Examples of how to use technology to create new and different learning experiences for our students:
• Allow students to learn from people they never would have been able to without the technology.
• Allow students to interact with information in a way that is meaningful and could not have happened otherwise.
• Allow students to create and share their knowledge with an audience they never would have had access to without the technology.
• Push students and the teacher to new heights, new learning, and new knowledge.

4 comments:

  1. Wow Quinn,

    That's quite a list. I like #14. As a special ed teacher, I get into a lot of different rooms and get to watch a lot of different teachers. It is very apparent that students in the rooms of teachers who adhere to lecture/test format are not very engaged. Those students spend a lot of time texting under their desks. A bit of technology infusion may go a long way toward student engagement.

    ReplyDelete
  2. Nice list Quinn, I think we liked a lot of the same parts from the book! I like how clearly you presented them though, I just rambled on.
    I have been thinking about your number 10: "Prepare students to be competitive and successful with the digital revolution." This has always been important to me, but now I feel that it goes against some of the fundamentals of integrating technology into the Science classroom that the book discussed (eg. "Technology provides a means to good science instruction but is not a mean in itself." I think the fact that the students will be competent in a technology tool (eg. powerpoint or using probes) that will likely come in handy in college or jobs should also be considered a beneficial use of tech in the classroom, but playing devil's advocate a bit... to what extent is it our responsibility as Science teachers to make this part of our teaching goals? and if its not ours, whose responsibility is it to prepare them for this digital revolution that is going on all around them?

    ReplyDelete
  3. Good point Marta!
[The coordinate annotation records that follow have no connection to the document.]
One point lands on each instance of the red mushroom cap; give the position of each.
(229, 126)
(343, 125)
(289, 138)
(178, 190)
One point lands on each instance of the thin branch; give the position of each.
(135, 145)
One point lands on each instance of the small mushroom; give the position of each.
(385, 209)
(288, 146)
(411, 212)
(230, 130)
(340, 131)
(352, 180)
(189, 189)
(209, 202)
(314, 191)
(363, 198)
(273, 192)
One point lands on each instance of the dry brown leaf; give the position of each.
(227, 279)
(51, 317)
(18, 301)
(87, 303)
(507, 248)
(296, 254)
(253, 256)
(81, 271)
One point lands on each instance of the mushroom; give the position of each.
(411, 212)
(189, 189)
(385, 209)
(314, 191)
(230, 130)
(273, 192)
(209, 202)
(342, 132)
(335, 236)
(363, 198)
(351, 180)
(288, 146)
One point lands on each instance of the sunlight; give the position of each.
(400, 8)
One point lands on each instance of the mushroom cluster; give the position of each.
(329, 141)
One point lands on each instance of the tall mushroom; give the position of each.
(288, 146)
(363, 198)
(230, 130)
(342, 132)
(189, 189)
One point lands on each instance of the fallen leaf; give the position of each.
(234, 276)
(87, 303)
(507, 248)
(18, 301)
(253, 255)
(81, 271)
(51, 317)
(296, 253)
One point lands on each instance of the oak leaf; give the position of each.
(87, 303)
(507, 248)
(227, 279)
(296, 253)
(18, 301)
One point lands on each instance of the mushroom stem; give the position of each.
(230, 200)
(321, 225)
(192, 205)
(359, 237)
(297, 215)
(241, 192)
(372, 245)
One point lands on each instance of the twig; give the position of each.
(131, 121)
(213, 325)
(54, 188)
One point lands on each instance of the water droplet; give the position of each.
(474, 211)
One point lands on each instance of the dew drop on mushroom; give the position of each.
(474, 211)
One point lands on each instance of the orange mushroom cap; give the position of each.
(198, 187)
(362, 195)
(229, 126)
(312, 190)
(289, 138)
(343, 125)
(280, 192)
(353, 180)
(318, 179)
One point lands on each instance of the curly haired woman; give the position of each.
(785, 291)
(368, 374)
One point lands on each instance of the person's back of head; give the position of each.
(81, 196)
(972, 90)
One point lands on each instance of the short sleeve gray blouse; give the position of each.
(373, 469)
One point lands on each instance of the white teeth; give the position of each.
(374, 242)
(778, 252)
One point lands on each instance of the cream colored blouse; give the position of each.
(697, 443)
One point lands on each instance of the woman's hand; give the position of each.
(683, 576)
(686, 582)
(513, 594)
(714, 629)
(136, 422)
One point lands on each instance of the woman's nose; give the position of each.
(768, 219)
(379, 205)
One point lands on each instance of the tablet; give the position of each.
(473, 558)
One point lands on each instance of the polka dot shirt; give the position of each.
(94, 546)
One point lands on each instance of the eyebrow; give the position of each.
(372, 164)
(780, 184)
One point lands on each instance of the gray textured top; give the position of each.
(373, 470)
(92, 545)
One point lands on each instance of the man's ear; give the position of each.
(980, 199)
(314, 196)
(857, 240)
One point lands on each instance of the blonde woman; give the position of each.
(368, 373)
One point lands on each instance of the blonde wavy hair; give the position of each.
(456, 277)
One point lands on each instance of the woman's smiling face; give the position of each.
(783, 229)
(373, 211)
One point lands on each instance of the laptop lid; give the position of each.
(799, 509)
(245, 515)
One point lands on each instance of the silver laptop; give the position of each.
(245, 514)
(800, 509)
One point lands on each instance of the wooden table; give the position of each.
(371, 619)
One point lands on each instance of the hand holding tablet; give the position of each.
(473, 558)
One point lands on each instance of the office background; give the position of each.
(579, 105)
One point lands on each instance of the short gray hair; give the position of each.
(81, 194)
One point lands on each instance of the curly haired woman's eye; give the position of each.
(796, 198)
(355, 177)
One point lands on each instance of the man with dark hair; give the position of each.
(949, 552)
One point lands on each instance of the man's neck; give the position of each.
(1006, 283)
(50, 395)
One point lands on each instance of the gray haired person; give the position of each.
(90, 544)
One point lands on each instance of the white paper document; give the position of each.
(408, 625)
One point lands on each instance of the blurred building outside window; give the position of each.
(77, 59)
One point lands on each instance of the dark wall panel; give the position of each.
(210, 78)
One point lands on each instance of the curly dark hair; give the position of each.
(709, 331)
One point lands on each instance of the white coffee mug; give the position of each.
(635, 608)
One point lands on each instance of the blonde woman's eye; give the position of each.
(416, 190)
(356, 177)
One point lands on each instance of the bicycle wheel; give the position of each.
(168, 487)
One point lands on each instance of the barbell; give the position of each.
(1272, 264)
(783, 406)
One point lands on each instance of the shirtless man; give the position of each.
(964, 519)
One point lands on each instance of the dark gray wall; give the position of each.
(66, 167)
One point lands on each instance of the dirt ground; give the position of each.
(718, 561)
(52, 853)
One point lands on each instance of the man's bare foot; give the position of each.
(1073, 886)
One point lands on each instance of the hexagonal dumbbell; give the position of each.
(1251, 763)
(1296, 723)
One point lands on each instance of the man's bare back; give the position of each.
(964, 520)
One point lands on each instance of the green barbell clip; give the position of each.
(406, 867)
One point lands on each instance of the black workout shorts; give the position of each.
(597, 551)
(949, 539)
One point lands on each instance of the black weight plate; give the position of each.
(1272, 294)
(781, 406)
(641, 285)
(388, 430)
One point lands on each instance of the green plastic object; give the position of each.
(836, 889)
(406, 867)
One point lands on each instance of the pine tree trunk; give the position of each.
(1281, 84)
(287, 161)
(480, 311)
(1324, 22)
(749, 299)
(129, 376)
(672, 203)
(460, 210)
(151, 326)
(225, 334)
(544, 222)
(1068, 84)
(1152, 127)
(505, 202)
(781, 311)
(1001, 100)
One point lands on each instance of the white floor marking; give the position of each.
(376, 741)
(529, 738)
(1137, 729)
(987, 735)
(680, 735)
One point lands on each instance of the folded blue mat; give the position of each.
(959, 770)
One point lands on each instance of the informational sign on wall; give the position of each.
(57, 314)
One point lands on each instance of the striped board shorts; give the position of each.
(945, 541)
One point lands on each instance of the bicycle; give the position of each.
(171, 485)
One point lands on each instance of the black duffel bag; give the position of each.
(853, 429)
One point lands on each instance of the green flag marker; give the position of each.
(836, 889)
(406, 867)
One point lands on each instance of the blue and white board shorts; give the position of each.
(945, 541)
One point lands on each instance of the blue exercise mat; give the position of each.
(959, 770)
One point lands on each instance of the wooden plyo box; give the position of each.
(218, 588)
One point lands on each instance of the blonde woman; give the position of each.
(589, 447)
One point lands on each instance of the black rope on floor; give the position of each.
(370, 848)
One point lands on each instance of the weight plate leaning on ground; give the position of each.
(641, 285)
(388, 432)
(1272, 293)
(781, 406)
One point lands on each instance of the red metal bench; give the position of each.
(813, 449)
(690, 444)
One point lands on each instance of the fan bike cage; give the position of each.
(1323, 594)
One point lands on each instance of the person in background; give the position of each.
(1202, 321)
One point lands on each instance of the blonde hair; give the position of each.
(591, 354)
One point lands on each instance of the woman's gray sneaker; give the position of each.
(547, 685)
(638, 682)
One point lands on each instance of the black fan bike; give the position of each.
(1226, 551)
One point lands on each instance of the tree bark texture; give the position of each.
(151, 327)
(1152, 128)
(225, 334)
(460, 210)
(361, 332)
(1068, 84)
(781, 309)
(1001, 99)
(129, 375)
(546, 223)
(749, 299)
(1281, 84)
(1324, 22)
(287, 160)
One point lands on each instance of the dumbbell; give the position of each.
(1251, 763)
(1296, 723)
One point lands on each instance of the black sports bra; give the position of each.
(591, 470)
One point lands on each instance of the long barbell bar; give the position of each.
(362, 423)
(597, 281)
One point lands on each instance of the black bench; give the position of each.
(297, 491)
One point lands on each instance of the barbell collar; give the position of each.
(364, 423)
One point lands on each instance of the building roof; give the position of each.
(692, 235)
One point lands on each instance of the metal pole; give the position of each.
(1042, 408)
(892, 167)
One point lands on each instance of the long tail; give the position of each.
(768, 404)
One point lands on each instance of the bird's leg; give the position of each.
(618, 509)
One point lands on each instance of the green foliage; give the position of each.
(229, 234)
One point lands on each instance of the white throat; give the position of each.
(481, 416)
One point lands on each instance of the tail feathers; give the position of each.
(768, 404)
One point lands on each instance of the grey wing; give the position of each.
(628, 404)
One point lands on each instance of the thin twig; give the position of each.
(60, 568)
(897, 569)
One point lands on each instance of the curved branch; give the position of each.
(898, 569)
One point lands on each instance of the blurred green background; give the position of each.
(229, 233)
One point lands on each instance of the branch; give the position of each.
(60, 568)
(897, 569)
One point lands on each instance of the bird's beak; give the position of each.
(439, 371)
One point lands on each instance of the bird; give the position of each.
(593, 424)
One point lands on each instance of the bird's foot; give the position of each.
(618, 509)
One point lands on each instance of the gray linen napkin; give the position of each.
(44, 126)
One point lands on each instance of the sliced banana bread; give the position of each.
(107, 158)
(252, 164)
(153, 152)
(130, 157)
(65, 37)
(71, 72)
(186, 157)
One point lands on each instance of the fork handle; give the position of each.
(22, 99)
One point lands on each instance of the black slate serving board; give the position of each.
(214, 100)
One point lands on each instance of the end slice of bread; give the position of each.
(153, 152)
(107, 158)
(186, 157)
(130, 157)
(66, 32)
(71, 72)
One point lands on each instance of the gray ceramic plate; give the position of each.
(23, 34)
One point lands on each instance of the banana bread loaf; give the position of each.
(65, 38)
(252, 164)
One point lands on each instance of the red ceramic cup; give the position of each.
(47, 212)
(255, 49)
To me, preparing students to live in this digital age means to teach them real life skills such as:
    -how to collaborate, communicate and work with other students (who may be in the same classroom or in China).
    -how to effectively communicate the results of their research or experiments to others
    -how to effectively research and obtain valid scientific (or nonscientific) information
    I believe it is our responsibility (as teachers) to help develop these skills in our students. I don't mean to work on these skills in a mutually exclusive way. I think they can be tied to many of the science standards we are required to teach and they should be used to enhance the other teaching styles we already use. To me, they go hand in hand. -Quinn

    ReplyDelete
  4. Hey Quinn,

    I like your guiding principles. I think most of us will have similar ideas about our expectations, but you did a nice job of being more specific. Good job!